Top-down is preferable if you're a professional that lacks the time to spend internalizing basic concepts in a typical academic environment.

My advice to people in this situation is to monkey-see : monkey-do until you magically "get it". In other words, top-down.

In the military they would call this "results oriented training." So I suggest learning by example, and taking the time to understand the fundamentals as you go through each case. Still takes a long time, but much more effective IMO

× Pro Tip 4
A single example, if well chosen, can produce an incredibly productive lesson

You could, for instance, go through a well-chosen deep learning example, of which there is a myriad, and use it to understand weights, optimization algorithms (stochastic gradient descent, etc), the meaning of under / overtraining, training set selection strategies, neural net architectures, and so on.
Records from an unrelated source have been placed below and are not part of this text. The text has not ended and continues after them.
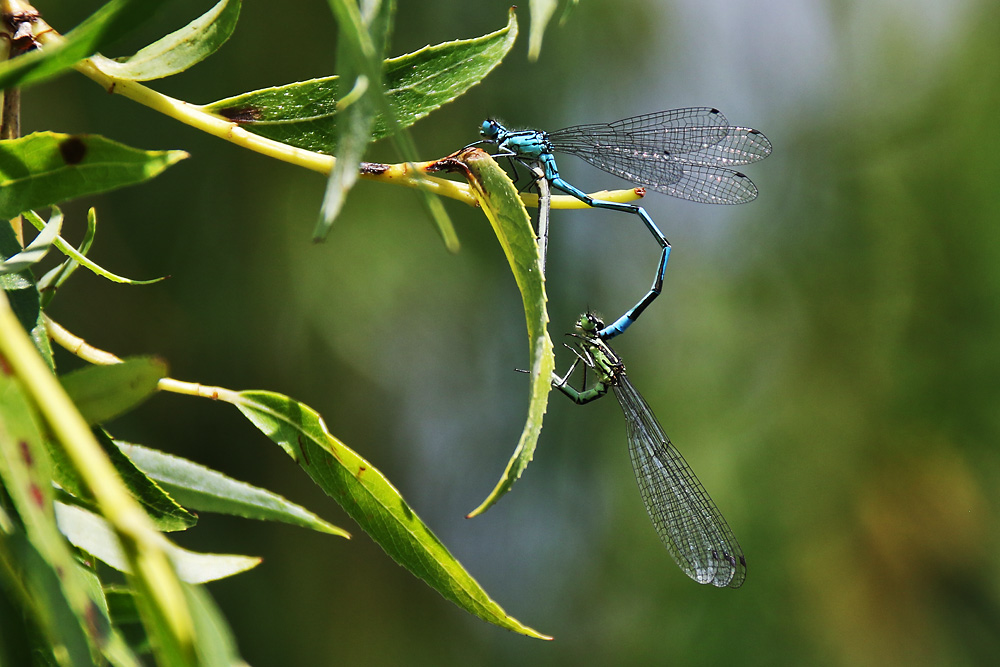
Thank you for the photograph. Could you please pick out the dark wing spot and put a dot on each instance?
(73, 150)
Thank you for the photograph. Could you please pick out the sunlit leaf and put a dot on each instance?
(21, 292)
(303, 114)
(179, 50)
(358, 62)
(207, 490)
(38, 248)
(502, 205)
(52, 280)
(91, 533)
(112, 21)
(371, 500)
(45, 168)
(67, 608)
(104, 392)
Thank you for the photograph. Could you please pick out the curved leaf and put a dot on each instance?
(112, 21)
(207, 490)
(91, 533)
(303, 114)
(45, 168)
(37, 249)
(104, 392)
(371, 500)
(179, 50)
(505, 210)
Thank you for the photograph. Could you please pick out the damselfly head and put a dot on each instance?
(590, 322)
(490, 130)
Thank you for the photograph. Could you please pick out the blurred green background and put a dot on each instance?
(827, 357)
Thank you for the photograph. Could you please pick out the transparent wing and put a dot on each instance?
(687, 521)
(686, 153)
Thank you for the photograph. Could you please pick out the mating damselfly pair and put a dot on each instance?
(685, 153)
(690, 154)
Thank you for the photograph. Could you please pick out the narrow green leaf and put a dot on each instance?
(502, 205)
(22, 293)
(104, 392)
(179, 50)
(45, 168)
(353, 132)
(91, 533)
(162, 508)
(38, 248)
(371, 500)
(541, 13)
(303, 114)
(27, 472)
(207, 490)
(214, 642)
(41, 599)
(112, 21)
(52, 280)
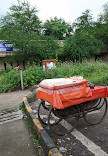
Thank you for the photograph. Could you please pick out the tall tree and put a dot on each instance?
(81, 45)
(21, 18)
(101, 27)
(57, 28)
(84, 22)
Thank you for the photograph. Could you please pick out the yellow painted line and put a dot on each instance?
(54, 152)
(24, 98)
(38, 124)
(28, 108)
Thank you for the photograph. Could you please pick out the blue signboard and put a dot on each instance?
(6, 47)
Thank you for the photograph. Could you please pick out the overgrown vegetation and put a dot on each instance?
(94, 72)
(85, 37)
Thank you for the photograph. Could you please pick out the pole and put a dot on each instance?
(21, 79)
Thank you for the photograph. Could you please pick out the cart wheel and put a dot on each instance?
(64, 126)
(43, 110)
(97, 112)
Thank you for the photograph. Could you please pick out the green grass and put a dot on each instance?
(94, 72)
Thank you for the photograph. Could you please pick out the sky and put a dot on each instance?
(69, 10)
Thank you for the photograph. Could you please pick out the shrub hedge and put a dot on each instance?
(94, 72)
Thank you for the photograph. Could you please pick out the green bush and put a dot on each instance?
(94, 72)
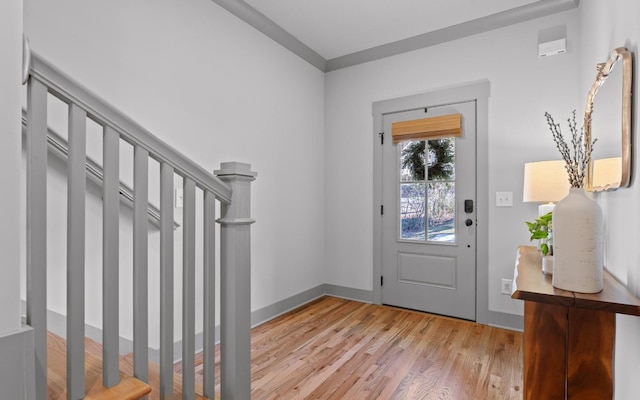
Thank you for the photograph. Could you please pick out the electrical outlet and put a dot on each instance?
(504, 199)
(506, 287)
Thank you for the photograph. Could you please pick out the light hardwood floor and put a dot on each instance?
(333, 348)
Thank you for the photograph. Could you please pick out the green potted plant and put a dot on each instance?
(541, 229)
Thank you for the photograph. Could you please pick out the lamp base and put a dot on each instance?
(547, 265)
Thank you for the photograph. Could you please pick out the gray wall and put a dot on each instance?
(605, 26)
(523, 87)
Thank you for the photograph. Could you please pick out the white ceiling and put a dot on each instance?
(334, 28)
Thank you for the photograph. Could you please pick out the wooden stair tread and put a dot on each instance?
(154, 380)
(129, 387)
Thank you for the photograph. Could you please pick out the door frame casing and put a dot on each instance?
(477, 91)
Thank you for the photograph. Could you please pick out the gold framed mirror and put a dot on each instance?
(610, 122)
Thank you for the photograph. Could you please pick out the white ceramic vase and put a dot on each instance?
(578, 244)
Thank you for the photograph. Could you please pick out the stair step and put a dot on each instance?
(129, 387)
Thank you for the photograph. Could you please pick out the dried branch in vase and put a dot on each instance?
(577, 156)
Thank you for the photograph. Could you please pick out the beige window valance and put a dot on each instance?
(427, 128)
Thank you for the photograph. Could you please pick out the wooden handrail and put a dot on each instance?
(59, 147)
(70, 91)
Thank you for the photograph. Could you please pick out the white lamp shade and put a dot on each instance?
(545, 181)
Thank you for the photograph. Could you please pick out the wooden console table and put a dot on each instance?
(568, 336)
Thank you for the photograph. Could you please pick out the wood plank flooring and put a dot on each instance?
(339, 349)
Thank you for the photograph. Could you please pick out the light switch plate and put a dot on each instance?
(179, 193)
(504, 199)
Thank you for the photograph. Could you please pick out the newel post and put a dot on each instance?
(235, 287)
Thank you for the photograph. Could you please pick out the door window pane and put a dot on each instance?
(412, 211)
(427, 190)
(441, 159)
(412, 161)
(441, 212)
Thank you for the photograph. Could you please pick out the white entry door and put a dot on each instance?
(429, 217)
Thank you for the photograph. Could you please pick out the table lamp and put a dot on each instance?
(545, 182)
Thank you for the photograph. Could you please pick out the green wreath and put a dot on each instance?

A single example, if well chosen, can produce an incredibly productive lesson.

You can consider yourself graduated if you can cogently interpret a publication in the field, and implement it in practice.

Advice 6 - Understand data. Master 1 thing

Usually when I am learning I do both ways for me it is easier to get and know fundamentals. (it is plenty of time if you manage it well - drop tv watching, youtube, disable all notifications on the phone, delete games if that distracts you).

Try to do what others have done and figure out each step what they have done.

Get some books, articles, videos about it and learn from it.

Check code libraries documentation (at the end of the day you need to use some code it is very rare that you will write everything yourself), knowing what each library can give you is powerful.

Looking into others codes helps to figure out structure and see if it fits what you want or you can put it more clearly with better design patterns ( this is form CS degree hitting).

× Pro Tip 5
understand what actual data means and how it was captured

Concentrate on 1 thing and learn it very well if you are really willing to get into that field. Knowing a single thing but very well helps to figure out other concepts, usually specific areas always have something in common.

I think that in data science is important to really understand what actual data means and how it was captured.

Question 3 - Where to get the practice in Data Science

I am pursuing for Data Science in my college degree
Any tip on what all should I do from the start of my college to be good at DS
also, i don't have any previous knowledge of programming

Advice 7

Learn basics of Python and Python notebook + matplotlib library (https://matplotlib.org/)
Learn about different data storages and databases ( SQL, no-SQL queries), merging data, general statistics.
Take a public dataset and try to understand what data is showing.